Voice of Customer Research: When to Do It and How to Make It Actually Work
- Chad Stimson

- 1 day ago
- 3 min read

Most companies think they understand their customers. They have CRM notes, NPS scores, and a pile of survey responses sitting in someone's inbox. What they usually do not have is a real, structured practice of listening to the market in a way that drives decisions.
Voice of Customer (VoC) research is the discipline of going directly to your buyers, your churned accounts, and your prospects to understand what they think, what they want, and why they make the decisions they make. Done right, it is one of the most valuable things a company can invest in. Done halfway, it just produces data that nobody acts on.
What VoC actually is
VoC is not a survey. It is a structured research practice that typically involves qualitative interviews, sometimes paired with quantitative validation. The core of it is one-on-one conversations with real people in your market, designed to surface things they would never put in a form field. You are listening for language, for the jobs they are trying to do, for the friction they are tolerating, and for what they actually value versus what your marketing assumes they value.
When to run VoC
The trigger events that most reliably justify a VoC initiative are these:
Before a product or service launch. You need to understand what buyers care about before you decide how to position, price, or build anything. Most companies skip this step and spend months correcting assumptions that a few dozen interviews would have surfaced early.
After a period of unexpected churn or a lost deal cycle. Win/loss analysis is a specific form of VoC, and it is one of the highest-ROI investments a sales or marketing team can make. Understanding why you lost is more actionable than understanding why you won.
When growth has stalled and no one agrees on why. Internal teams will generate a lot of theories. The only way to test those theories against reality is to go talk to the market.
Before a messaging or positioning overhaul. If you are rebuilding your narrative, you need your customers' language, not your internal team's. The words people use to describe their problems are almost never the words companies use in their marketing.
At minimum, annually. Markets shift. Buyer priorities shift. A VoC practice that only activates around crises is a reactive one. Running a recurring program gives you a baseline to compare against.
How to run it
Start with a clear research question. VoC fails when it is too broad. "What do our customers think?" is not a research question. "What is the primary reason buyers in the mid-market evaluate our category, and where do we fall short in the evaluation process?" is.

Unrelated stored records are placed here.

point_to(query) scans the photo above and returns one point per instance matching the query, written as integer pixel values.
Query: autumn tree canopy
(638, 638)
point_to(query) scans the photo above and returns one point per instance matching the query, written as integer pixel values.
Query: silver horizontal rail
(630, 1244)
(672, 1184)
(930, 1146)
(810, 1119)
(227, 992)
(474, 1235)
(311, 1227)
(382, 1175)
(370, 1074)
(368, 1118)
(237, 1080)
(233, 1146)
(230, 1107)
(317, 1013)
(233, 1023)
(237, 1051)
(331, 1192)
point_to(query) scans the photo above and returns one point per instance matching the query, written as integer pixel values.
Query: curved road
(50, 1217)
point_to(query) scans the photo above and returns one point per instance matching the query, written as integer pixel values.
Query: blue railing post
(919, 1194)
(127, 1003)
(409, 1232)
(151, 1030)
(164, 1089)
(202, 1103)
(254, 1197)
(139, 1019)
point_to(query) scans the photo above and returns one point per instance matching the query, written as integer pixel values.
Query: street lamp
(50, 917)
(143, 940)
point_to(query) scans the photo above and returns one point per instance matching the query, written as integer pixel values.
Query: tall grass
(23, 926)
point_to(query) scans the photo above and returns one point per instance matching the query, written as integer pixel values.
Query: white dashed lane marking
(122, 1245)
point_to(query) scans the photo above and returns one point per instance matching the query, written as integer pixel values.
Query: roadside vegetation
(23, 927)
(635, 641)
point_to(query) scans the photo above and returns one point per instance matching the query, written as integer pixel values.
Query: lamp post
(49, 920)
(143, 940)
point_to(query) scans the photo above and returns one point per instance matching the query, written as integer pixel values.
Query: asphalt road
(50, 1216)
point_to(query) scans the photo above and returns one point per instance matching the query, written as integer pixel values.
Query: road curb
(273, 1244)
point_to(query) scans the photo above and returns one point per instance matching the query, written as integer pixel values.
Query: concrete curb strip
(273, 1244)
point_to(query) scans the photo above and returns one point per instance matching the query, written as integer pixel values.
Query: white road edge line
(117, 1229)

Design your guide, not a questionnaire. A good VoC interview has a loose structure with open-ended probes. You are not reading questions off a list. You are having a conversation and following threads.
Get the right respondents. This is where most programs fall apart. Talking only to your happiest customers is not VoC. You need current customers, churned accounts, and lost prospects. You also need enough diversity in company size, role, and use case to see real patterns.
Conduct the interviews with discipline. Researchers should be trained to listen without leading. Every confirmation bias in the guide or the delivery will corrupt the output.
Synthesize for insight, not summary. Handing stakeholders a transcript is not analysis.
The work is finding the patterns, naming the themes, and connecting them back to business decisions. A good synthesis makes clear what needs to change and what should stay the same.
Distribute findings in a form that gets used. Insights die in decks that nobody opens. The format matters as much as the content. Battlecards, positioning briefs, product roadmaps, onboarding scripts: VoC findings need to live in the tools your teams actually touch.
The thing most companies miss
VoC is not a one-time project. The companies that get the most out of it build a rhythm. They talk to the market consistently, they track how sentiment and language shift over time, and they have a process for getting findings into the hands of the people who can act on them. That infrastructure takes real effort to build, but it compounds. The market is always telling you something. The question is whether you have a system in place to hear it.